Sand affirme que les Palestiniens sont descendants des judéens convertis à l’Islam, c’est fort possible pour les ruraux. Dans certains cas, c’est même avéré (certains villageois gardent encore des pratiques judaïsantes comme la circoncision à huit jours). Mais ils se voient comme arabes et c’est ce qui importe. Mais des quantités d’autres, les urbains, sont descendants d’immigrés arabes attirés par l’éveil industriel de la Palestine au 19e siècle… ce qui n’enlève rien à leurs droits politiques. Être un peuple est avant tout conscience collective de soi. Le fait est que tout peuple est ainsi « inventé », sujet d’un certain discours dans lequel il se reconnaît.
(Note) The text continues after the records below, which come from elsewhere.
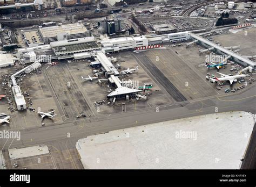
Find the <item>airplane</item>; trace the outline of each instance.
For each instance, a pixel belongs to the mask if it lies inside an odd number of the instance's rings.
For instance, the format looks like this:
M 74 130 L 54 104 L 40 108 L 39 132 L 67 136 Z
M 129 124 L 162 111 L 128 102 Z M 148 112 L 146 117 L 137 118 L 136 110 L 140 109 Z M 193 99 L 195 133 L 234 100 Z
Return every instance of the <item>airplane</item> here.
M 0 119 L 0 124 L 2 124 L 3 123 L 7 123 L 8 124 L 10 124 L 10 122 L 8 121 L 8 119 L 10 119 L 10 118 L 11 118 L 11 117 L 8 116 L 4 119 Z
M 245 74 L 241 74 L 241 75 L 225 75 L 224 74 L 221 74 L 219 72 L 217 72 L 220 75 L 221 75 L 221 77 L 217 78 L 214 75 L 212 75 L 212 78 L 209 78 L 211 81 L 213 82 L 217 82 L 217 81 L 230 81 L 230 84 L 232 84 L 233 82 L 237 82 L 237 79 L 242 77 L 245 77 L 247 76 L 247 75 Z
M 208 68 L 210 69 L 210 68 L 212 68 L 213 67 L 215 67 L 216 68 L 219 69 L 220 68 L 221 68 L 222 67 L 225 66 L 227 64 L 227 62 L 221 62 L 220 63 L 217 64 L 214 63 L 213 62 L 211 62 L 212 64 L 210 64 L 208 63 L 206 63 L 205 66 Z
M 52 115 L 52 114 L 53 114 L 53 113 L 54 113 L 55 111 L 55 110 L 53 110 L 53 111 L 51 111 L 51 112 L 48 112 L 48 113 L 44 113 L 44 112 L 43 112 L 38 111 L 37 113 L 38 114 L 39 114 L 40 116 L 41 116 L 41 118 L 42 119 L 44 118 L 45 117 L 52 118 L 53 117 L 55 117 L 55 116 L 57 115 L 57 114 Z
M 0 95 L 0 100 L 1 100 L 4 97 L 5 97 L 6 96 L 5 95 Z
M 143 90 L 145 89 L 149 89 L 153 87 L 153 84 L 152 83 L 144 83 L 143 87 L 139 87 L 139 89 L 142 89 Z
M 126 70 L 121 71 L 121 74 L 132 74 L 133 72 L 136 71 L 136 70 L 138 70 L 138 67 L 136 67 L 134 69 L 127 69 Z
M 90 80 L 91 81 L 92 81 L 93 80 L 95 80 L 96 79 L 98 79 L 97 77 L 91 77 L 90 75 L 88 75 L 88 78 L 84 78 L 84 77 L 81 76 L 82 79 L 83 80 L 85 80 L 85 81 L 89 81 Z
Le peuple arabe également est en cela une belle construction historique artificielle. Ce n’est pas quelques guerriers bédouins partis de l’Arabie historique qui ont donné descendance au vaste monde arabe actuel… Faut-il donc alors démanteler la Ligue Arabe ? Je trouve aussi absurde de parler d’ « invention du peuple juif » que d’invention du peuple palestinien ou du peuple français. Tout peuple est le résultat de processus historiques, travaillé par des phénomènes culturels et identitaires complexes ; le résultat est là, il n’est en rien une « invention », mais une réalité humaine respectable. Un peuple n’est jamais du sang, encore moins une race, mais une conscience et une adhésion. En cela mes ancêtres juifs furent de vrais français car ils adhéraient pleinement à la France tout en se sentant juifs. Les Falashas sont de vrais israéliens, les juifs russes également, qu’ils soient juifs de mère ou de père, leur destiné est en Israël… Seuls les racistes affirment le contraire, (racisme hélas présent également parmi certains cercles juifs envers les « faux juifs »).
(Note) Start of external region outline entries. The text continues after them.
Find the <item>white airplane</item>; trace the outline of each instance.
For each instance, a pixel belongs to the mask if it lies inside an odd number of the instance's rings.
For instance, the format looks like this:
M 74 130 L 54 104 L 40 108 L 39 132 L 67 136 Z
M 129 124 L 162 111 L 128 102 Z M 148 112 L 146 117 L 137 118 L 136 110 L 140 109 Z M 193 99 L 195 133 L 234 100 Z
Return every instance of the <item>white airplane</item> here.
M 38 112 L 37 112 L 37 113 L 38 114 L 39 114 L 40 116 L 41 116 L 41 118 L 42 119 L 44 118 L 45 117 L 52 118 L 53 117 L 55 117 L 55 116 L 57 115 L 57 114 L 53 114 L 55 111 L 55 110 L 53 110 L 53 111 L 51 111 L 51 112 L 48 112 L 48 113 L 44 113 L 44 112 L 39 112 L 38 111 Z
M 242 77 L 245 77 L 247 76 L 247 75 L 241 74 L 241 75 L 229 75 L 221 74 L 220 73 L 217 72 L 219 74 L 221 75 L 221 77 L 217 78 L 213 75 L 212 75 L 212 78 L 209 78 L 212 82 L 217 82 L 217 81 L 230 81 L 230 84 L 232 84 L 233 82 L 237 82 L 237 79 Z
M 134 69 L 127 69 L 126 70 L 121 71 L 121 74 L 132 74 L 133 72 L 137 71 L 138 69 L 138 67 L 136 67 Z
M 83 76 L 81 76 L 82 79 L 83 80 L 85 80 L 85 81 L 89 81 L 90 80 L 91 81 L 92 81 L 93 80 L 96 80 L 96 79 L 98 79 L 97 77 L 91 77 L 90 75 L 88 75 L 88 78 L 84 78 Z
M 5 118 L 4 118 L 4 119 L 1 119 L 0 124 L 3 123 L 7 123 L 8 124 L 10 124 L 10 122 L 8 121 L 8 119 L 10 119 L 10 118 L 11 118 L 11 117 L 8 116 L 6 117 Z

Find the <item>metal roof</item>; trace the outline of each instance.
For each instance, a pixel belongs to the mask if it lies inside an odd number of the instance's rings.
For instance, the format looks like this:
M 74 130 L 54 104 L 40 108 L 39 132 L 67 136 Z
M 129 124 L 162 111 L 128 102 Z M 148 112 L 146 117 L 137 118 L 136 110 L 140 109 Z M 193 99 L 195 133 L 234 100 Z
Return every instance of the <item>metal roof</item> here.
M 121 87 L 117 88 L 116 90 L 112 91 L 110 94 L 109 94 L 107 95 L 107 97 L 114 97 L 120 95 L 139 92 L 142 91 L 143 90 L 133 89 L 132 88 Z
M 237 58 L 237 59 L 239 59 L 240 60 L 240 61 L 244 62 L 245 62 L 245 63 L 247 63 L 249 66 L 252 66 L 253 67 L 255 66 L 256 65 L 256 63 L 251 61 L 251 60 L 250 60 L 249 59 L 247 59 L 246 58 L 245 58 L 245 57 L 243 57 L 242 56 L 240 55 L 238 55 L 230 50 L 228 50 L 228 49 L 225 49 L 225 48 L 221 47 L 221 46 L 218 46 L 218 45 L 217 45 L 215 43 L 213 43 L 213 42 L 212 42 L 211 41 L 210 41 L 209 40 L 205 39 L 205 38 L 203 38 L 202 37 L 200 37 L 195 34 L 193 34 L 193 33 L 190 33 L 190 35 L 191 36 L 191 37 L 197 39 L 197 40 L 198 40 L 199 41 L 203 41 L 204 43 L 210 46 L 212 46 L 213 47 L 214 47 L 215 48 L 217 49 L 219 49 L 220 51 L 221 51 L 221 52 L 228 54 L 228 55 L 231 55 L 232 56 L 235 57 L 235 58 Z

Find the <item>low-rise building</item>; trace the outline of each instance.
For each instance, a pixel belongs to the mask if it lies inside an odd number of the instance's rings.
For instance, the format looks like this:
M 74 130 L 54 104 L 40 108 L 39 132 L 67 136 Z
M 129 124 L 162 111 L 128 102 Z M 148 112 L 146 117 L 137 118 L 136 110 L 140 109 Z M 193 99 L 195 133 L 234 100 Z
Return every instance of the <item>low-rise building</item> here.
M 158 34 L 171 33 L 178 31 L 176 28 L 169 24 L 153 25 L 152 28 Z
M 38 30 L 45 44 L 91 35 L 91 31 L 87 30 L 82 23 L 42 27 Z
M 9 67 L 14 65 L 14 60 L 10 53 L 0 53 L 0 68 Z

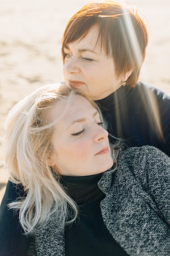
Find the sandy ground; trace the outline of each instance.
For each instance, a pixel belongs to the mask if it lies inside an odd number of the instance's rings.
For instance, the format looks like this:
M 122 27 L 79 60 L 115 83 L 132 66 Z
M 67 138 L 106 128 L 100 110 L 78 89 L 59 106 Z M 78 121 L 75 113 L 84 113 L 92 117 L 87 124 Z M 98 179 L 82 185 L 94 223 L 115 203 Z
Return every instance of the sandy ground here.
M 170 95 L 169 1 L 130 1 L 143 15 L 150 34 L 140 79 Z M 0 3 L 0 202 L 8 180 L 4 167 L 5 115 L 35 89 L 64 80 L 63 33 L 69 18 L 87 1 L 3 2 Z

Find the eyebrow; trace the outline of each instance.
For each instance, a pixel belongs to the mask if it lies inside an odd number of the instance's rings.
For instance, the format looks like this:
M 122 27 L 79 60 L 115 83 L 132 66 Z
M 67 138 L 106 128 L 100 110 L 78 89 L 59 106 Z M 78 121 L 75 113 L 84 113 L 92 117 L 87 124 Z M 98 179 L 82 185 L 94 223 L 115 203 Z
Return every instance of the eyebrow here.
M 94 117 L 96 115 L 99 114 L 99 112 L 97 110 L 93 115 L 93 117 Z M 80 119 L 76 119 L 75 120 L 73 121 L 70 124 L 70 126 L 74 124 L 75 123 L 81 123 L 82 122 L 84 122 L 87 120 L 87 118 L 81 118 Z
M 69 50 L 70 51 L 70 49 L 69 48 L 69 46 L 67 45 L 64 45 L 64 48 L 67 49 L 67 50 Z M 91 50 L 90 49 L 78 49 L 78 52 L 81 53 L 84 53 L 85 52 L 90 52 L 90 53 L 94 53 L 95 54 L 97 54 L 99 55 L 99 54 L 97 53 L 93 50 Z

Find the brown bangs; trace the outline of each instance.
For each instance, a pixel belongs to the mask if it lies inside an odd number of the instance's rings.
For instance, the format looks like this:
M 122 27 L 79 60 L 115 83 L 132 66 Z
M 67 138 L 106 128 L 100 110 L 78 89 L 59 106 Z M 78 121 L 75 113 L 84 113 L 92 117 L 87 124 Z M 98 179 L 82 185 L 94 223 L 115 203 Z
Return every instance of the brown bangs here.
M 63 61 L 64 47 L 83 38 L 94 25 L 99 28 L 97 42 L 100 40 L 106 54 L 113 57 L 117 78 L 132 70 L 126 83 L 130 87 L 135 86 L 144 58 L 148 34 L 143 22 L 130 6 L 113 1 L 89 3 L 83 7 L 70 19 L 64 31 Z

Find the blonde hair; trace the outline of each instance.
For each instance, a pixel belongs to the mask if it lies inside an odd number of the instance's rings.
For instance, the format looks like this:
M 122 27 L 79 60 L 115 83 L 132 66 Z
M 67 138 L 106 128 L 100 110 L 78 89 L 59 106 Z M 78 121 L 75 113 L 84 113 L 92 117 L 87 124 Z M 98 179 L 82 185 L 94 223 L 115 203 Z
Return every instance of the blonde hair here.
M 19 210 L 20 222 L 26 234 L 33 233 L 38 225 L 45 225 L 54 213 L 62 226 L 73 222 L 77 216 L 76 203 L 58 182 L 59 174 L 48 163 L 58 120 L 50 122 L 47 118 L 48 110 L 54 103 L 66 100 L 62 118 L 76 94 L 85 97 L 99 110 L 85 96 L 65 85 L 57 84 L 38 88 L 18 102 L 7 117 L 6 162 L 10 179 L 21 184 L 25 193 L 8 206 Z M 118 151 L 114 147 L 113 157 L 116 163 Z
L’attachement à l’ethnicité que dénonce Sand, mais qu’en fait, il met en avant, est malsain. S’il fallait se baser sur un quasi-discours de la « race » comme il le fait (juifs = convertis = rien à faire en Palestine), qui aurait le droit à un lieu particulier ? Quel Palestinien est vraiment un véritable Cananéen ? Allons jusqu’au bout et réunissons l’humanité au Kenya, là où elle a pris sa source… Ce discours est ridicule et malsain. L’attachement des juifs pour Israël est d’une autre nature.
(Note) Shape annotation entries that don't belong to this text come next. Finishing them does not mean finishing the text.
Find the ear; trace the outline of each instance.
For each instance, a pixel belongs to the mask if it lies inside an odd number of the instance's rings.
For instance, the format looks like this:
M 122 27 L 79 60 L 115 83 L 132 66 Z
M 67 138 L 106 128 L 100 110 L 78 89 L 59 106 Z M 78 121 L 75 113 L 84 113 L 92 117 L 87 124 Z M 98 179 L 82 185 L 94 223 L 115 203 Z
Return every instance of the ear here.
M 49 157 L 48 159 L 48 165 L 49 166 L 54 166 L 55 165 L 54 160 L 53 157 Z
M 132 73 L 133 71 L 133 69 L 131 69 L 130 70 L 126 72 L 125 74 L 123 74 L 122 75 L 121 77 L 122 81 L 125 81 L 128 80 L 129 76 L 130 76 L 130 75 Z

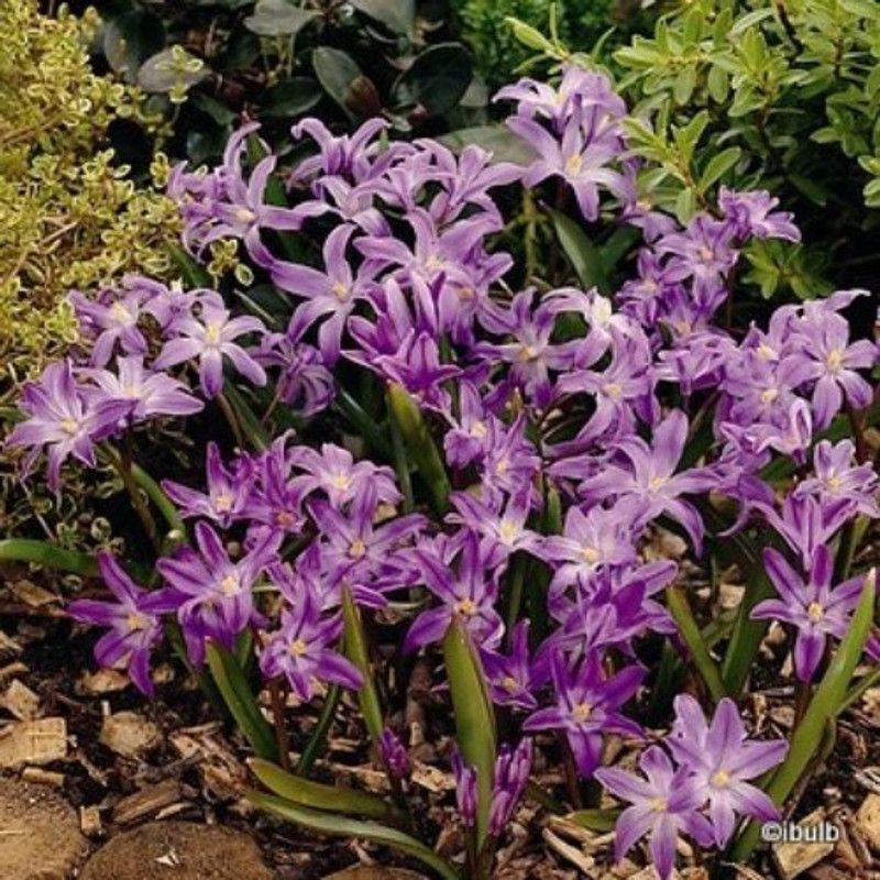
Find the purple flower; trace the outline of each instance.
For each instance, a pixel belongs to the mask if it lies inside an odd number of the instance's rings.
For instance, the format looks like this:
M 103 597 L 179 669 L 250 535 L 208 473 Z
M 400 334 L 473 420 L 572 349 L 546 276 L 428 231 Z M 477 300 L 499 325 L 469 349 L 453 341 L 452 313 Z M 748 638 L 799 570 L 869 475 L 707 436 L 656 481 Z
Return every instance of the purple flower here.
M 422 582 L 443 604 L 415 619 L 404 639 L 404 651 L 439 641 L 454 619 L 462 622 L 476 645 L 496 646 L 504 634 L 495 609 L 498 576 L 477 537 L 465 532 L 460 540 L 440 539 L 437 549 L 417 548 L 415 558 Z
M 95 403 L 128 403 L 131 407 L 130 418 L 134 422 L 146 421 L 156 416 L 191 416 L 205 409 L 205 404 L 193 397 L 183 382 L 165 373 L 144 369 L 143 355 L 117 358 L 116 364 L 117 373 L 110 370 L 81 371 L 98 388 L 84 388 L 84 394 Z
M 450 514 L 447 521 L 482 536 L 488 564 L 498 564 L 517 550 L 540 556 L 541 537 L 526 528 L 531 513 L 528 491 L 509 497 L 504 505 L 485 504 L 469 492 L 453 492 L 450 502 L 457 513 Z
M 736 703 L 725 697 L 718 703 L 712 724 L 692 696 L 675 697 L 675 723 L 667 739 L 675 760 L 696 780 L 708 800 L 708 816 L 715 843 L 727 845 L 736 828 L 737 814 L 779 820 L 779 809 L 760 789 L 750 784 L 776 767 L 789 749 L 784 739 L 750 741 Z
M 851 578 L 832 587 L 834 557 L 825 544 L 813 551 L 806 581 L 772 548 L 765 549 L 763 564 L 780 598 L 759 603 L 751 617 L 783 620 L 795 627 L 794 671 L 801 681 L 812 681 L 828 636 L 842 639 L 846 635 L 865 578 Z
M 302 418 L 330 405 L 336 394 L 333 374 L 314 345 L 300 342 L 289 333 L 267 333 L 252 354 L 261 366 L 279 367 L 275 394 Z
M 172 326 L 176 339 L 165 343 L 153 367 L 166 370 L 175 364 L 199 359 L 199 377 L 206 397 L 217 397 L 223 387 L 223 356 L 254 385 L 265 385 L 262 366 L 240 345 L 237 339 L 245 333 L 264 333 L 258 318 L 230 318 L 223 298 L 212 290 L 199 298 L 199 317 L 184 315 Z
M 550 596 L 583 582 L 602 565 L 635 562 L 632 518 L 625 506 L 594 507 L 588 513 L 572 506 L 565 514 L 562 535 L 543 540 L 542 556 L 557 568 Z
M 591 651 L 575 664 L 556 651 L 550 659 L 550 671 L 557 704 L 532 713 L 522 729 L 564 732 L 578 772 L 590 778 L 600 765 L 603 733 L 641 735 L 638 725 L 618 710 L 636 693 L 645 670 L 626 667 L 606 679 L 597 651 Z
M 520 620 L 510 634 L 510 653 L 480 646 L 480 657 L 495 704 L 531 711 L 538 708 L 535 676 L 529 662 L 529 622 Z
M 685 529 L 698 553 L 703 521 L 681 496 L 706 492 L 714 487 L 716 480 L 706 468 L 674 473 L 686 442 L 688 417 L 674 409 L 654 428 L 652 446 L 639 437 L 620 441 L 618 451 L 628 466 L 604 468 L 581 483 L 579 494 L 592 503 L 609 496 L 632 498 L 641 505 L 645 521 L 668 514 Z
M 840 411 L 846 399 L 856 409 L 868 406 L 873 388 L 857 370 L 868 370 L 878 362 L 873 342 L 862 339 L 849 343 L 849 323 L 839 315 L 828 314 L 821 323 L 804 328 L 801 356 L 810 364 L 813 387 L 813 416 L 823 430 Z
M 108 627 L 95 646 L 95 659 L 102 667 L 124 667 L 138 689 L 152 696 L 150 654 L 162 640 L 162 615 L 176 609 L 177 598 L 167 590 L 151 593 L 138 586 L 108 552 L 98 553 L 98 568 L 117 602 L 77 600 L 67 613 L 75 620 Z
M 532 743 L 525 737 L 512 749 L 506 743 L 495 759 L 492 782 L 492 805 L 488 811 L 488 833 L 501 837 L 526 788 L 531 770 Z
M 304 471 L 294 481 L 302 496 L 321 492 L 337 510 L 362 495 L 367 485 L 380 504 L 394 505 L 400 501 L 391 468 L 378 468 L 371 461 L 355 463 L 351 452 L 333 443 L 321 444 L 320 452 L 305 446 L 295 447 L 288 461 Z
M 623 860 L 641 837 L 650 834 L 653 865 L 661 880 L 669 880 L 681 832 L 701 846 L 712 843 L 712 826 L 700 812 L 705 796 L 690 769 L 674 770 L 660 746 L 651 746 L 641 754 L 639 769 L 644 779 L 613 767 L 596 770 L 596 779 L 612 794 L 631 804 L 617 820 L 615 858 Z
M 138 288 L 122 296 L 118 290 L 102 290 L 97 299 L 89 299 L 78 290 L 70 293 L 79 327 L 92 340 L 94 366 L 105 366 L 113 356 L 117 343 L 127 354 L 146 351 L 146 339 L 138 327 L 145 296 L 145 292 Z
M 391 727 L 386 727 L 380 735 L 378 750 L 392 779 L 399 781 L 409 776 L 411 769 L 409 752 Z
M 593 221 L 598 218 L 600 186 L 628 198 L 631 185 L 619 172 L 607 167 L 623 152 L 619 134 L 595 132 L 591 121 L 588 110 L 575 102 L 561 140 L 532 119 L 514 117 L 507 120 L 507 127 L 540 155 L 527 167 L 524 185 L 534 187 L 548 177 L 561 177 L 574 190 L 583 218 Z
M 799 496 L 817 493 L 821 503 L 855 501 L 860 513 L 877 518 L 878 476 L 869 462 L 854 464 L 856 447 L 851 440 L 821 440 L 813 450 L 815 476 L 801 481 L 794 488 Z
M 210 442 L 205 474 L 208 481 L 207 494 L 170 480 L 162 481 L 162 488 L 180 508 L 182 516 L 204 516 L 223 528 L 229 528 L 232 522 L 248 515 L 246 507 L 253 481 L 250 458 L 239 458 L 233 466 L 228 469 L 223 465 L 217 443 Z
M 324 501 L 312 501 L 308 505 L 323 538 L 328 560 L 345 565 L 351 576 L 355 570 L 358 573 L 375 570 L 392 550 L 406 543 L 425 524 L 421 516 L 410 514 L 377 525 L 374 519 L 380 486 L 367 482 L 345 514 Z
M 801 241 L 801 232 L 792 222 L 794 215 L 773 211 L 779 199 L 761 189 L 734 193 L 723 186 L 718 193 L 718 207 L 734 223 L 737 239 L 785 239 Z
M 260 657 L 263 674 L 284 675 L 302 701 L 311 700 L 315 679 L 354 690 L 363 688 L 358 668 L 328 647 L 342 635 L 342 616 L 322 616 L 316 594 L 308 588 L 298 590 L 293 600 L 282 612 L 280 628 L 272 634 Z
M 235 637 L 255 619 L 251 588 L 275 560 L 280 538 L 280 532 L 271 532 L 233 562 L 217 532 L 198 522 L 198 552 L 185 547 L 174 557 L 156 562 L 165 582 L 183 594 L 177 618 L 193 663 L 205 662 L 205 639 L 213 639 L 231 650 Z
M 452 770 L 455 773 L 455 802 L 459 815 L 465 828 L 472 828 L 476 823 L 476 768 L 464 763 L 461 752 L 452 752 Z
M 317 320 L 330 316 L 318 331 L 318 348 L 328 366 L 339 360 L 342 331 L 359 299 L 376 275 L 376 265 L 366 261 L 355 275 L 345 258 L 354 227 L 337 227 L 323 245 L 323 272 L 298 263 L 275 260 L 268 267 L 272 280 L 283 290 L 305 297 L 290 320 L 288 336 L 299 339 Z
M 29 382 L 22 391 L 20 406 L 28 417 L 16 425 L 9 447 L 32 447 L 25 459 L 30 470 L 40 449 L 47 448 L 48 485 L 61 486 L 61 466 L 73 455 L 95 468 L 95 443 L 117 431 L 131 410 L 129 400 L 90 399 L 74 378 L 69 360 L 50 364 L 38 382 Z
Des réactions qui en disent long

Enfin, il faut réfléchir aux passions que ce livre soulève. Les réactions sont peut-être plus intéressantes que le livre lui-même.

D’un côté des juifs réagissent à fleur de peau, montrant par là la difficulté à débattre de certains points par crainte d’une délégitimation. Cela prouve qu’Israël se vit encore sur la défensive symbolique, alors qu’il ne le devrait peut-être pas. Cela prouve surtout qu’on est encore obligé de se justifier à exister, même en tant « qu’invention », et donc que Sand oublie trop vite nos plaies encore béantes, qui elles n’ont rien d’une « invention ».

De l’autre, tous les cercles antisionistes se sont rués sur l’ouvrage largement mis en avant sur leurs différents sites et sur l’auteur pour nourrir leurs réunions et « débats » cherchant à délégitimer le sionisme, pour à terme détruire Israël… (dans leurs rêves !). Le grand reproche que je ferais à Shlomo Sand, c’est de se pavaner dans ce genre de cercles dont les motivations humanitaires sont des plus suspectes, mais l’antisionisme et donc la haine du juif (d’un certain juif national en tout cas) bien réel… Shlomo Sand joue ce jeu, ainsi que dans divers entretiens autour de son livre. Soit c’est un acte imbécile de quelqu’un qui ne se rend pas compte où il met les pieds, soit c’est un acte vicieux que de verser de l’huile sur le feu de la haine d’Israël. Il est dans ce petit jeu, il est vrai, en bonne compagnie, souvent juive, mais ce n’est vraiment pas un compliment.

Son débat sur la possible amélioration de la démocratie israélienne, mérite mieux que cela et ce n’est pas dans les banlieues françaises ou autres cercles plus « prestigieux », qu’il faut en discuter, mais en Israël et en Palestine, à condition que la même rigueur critique s’applique à tous et qu’on discute donc dans les mêmes termes de « l’invention des Palestiniens » et de la nature même de la démocratie dans un contexte proche oriental pour le moins délicat…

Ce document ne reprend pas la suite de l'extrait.